RunPod requires at least one GPU type. Set ModelDeploymentTemplate.spec.accelerator.type to an exact RunPod GPU type ID accepted by the pod API.

resource_failed with NoCapacity on Lambda Cloud#

Lambda Cloud had no currently available instance type matching accelerator.type, accelerator.count, and LAMBDA_CLOUD_REGION. Try a different GPU family, lower GPU count, or unset/change the region.

Job is stuck in resource_preparing#

The provider accepted the launch but AIBrix has not observed a ready public IP/SSH endpoint yet. Check the provider console, then inspect Console logs for provider API errors. For RunPod, the provision becomes ready only when the pod is RUNNING and has a public IP. For Lambda Cloud, it becomes ready when the instance is active and has a public IP.

Job reaches submit_failed or vLLM never becomes healthy#

The resource was created, but the metadata service could not launch or reach vLLM. Check:

  • AIBRIX_BATCH_SSH_KEY_FILE points to the private key matching the provider-side public key.

  • The private key file is readable only by the metadata-service process.

  • Lambda Cloud instances allow SSH for the registered key name.

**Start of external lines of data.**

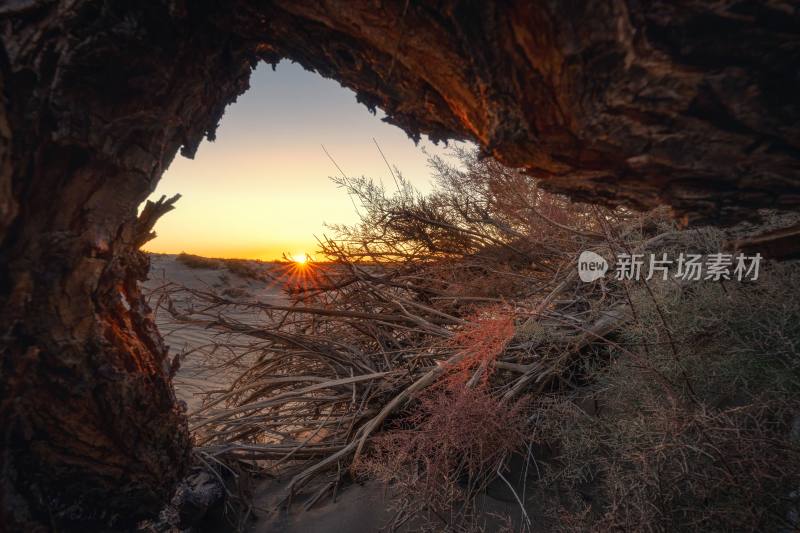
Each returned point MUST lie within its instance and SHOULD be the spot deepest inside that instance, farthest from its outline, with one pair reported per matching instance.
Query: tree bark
(636, 102)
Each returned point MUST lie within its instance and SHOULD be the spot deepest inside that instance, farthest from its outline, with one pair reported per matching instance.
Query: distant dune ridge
(192, 343)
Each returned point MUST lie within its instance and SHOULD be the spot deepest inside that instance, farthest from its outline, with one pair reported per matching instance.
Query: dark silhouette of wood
(691, 104)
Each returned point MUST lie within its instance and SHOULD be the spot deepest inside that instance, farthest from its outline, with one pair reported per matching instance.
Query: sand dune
(198, 373)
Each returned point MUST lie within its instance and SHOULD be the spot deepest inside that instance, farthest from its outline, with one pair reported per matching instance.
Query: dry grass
(446, 332)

  • RunPod pod image can install and run openssh-server and has vllm on PATH.

  • The model can be downloaded from model_source.uri. If it requires authentication, configure the model source secret before submitting jobs.

  • Lambda Cloud images can be started with Docker and the NVIDIA runtime.

Provider resources remain after a failed job#

Planner releases resources on terminal states and cancellation, but cleanup is best-effort. If Console or the provider API fails during cleanup, use the provision.raw_json field from GET /api/v1/jobs/{id} to find the RunPod pod ID or Lambda Cloud instance IDs, then delete them in the provider console.

Current Limitations#

  • Cloud Resource Manager mode is selected once per Console backend with PROVISIONER. Per-job provider selection is not exposed yet.

  • The Console planner path requests one replica per batch job today. ResourceGroupSpec supports richer groups internally, but the Console job path currently derives only one group from the selected template.

  • RunPod catalog, pricing, and region discovery return empty results because the RunPod REST API used by AIBrix does not expose those catalogs.

  • Lambda Cloud catalog data is fetched live from the Lambda Cloud API, but there is no public Console catalog endpoint for it yet.

  • The cloud runtime path is designed for vLLM-compatible OpenAI HTTP serving over SSH. Other engines need matching runtime support before they can be used with RunPod or Lambda Cloud.

See Also#

  • Batch API - OpenAI-compatible batch API and file workflow.

  • Batch Model Deployment Templates - model deployment templates.

  • apps/console/api/resource_manager - Resource Manager provider implementations.

  • python/aibrix/aibrix/batch/job_driver/runtime - metadata-service runtime implementations for Kubernetes, RunPod, and Lambda Cloud.